In August, the board hired local private investigator Tom Fields to take over in the meantime.

Fields takes complaints, documents them and refers them to the police department's internal affairs office to be investigated.

He can also review investigations the department has already completed and make his own conclusion about whether policies were followed.

Auditor Young's contract with the city is up this year, so the HR committee will be hiring for this role.

They’re also hiring an administrative assistant. Since the board was formed, they’ve offered the job to several candidates who ended up seeking employment elsewhere.

Gippin told me there's at least a dozen investigations ready for Fields or the next auditor to review, and the board members themselves have plenty on their plate.

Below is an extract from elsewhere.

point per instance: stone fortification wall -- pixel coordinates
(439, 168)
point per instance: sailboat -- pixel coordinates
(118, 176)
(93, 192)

"There's a lot to do, so as a practical matter, this question, the scope of our authority, it's not life or death,” Gippin added.

Board is also working on community engagement, annual report

This is a new board that they are building from scratch, so members are still laying the groundwork.

They go to events and introduce themselves to the Akron community.

Per the charter, the board has to write an annual in-depth report on what the board has done, as well as recommendations for the police department.

Right now, the governance committee is figuring out what topics to focus on – such as use of force data, the police department's culture and diversity in hiring.

Board members also regularly attend role call, the shift change at the police department, to introduce themselves to officers and hear the goings-on of their daily shifts.

Anna Huntsman covers Akron, Canton and surrounding communities for Ideastream Public Media.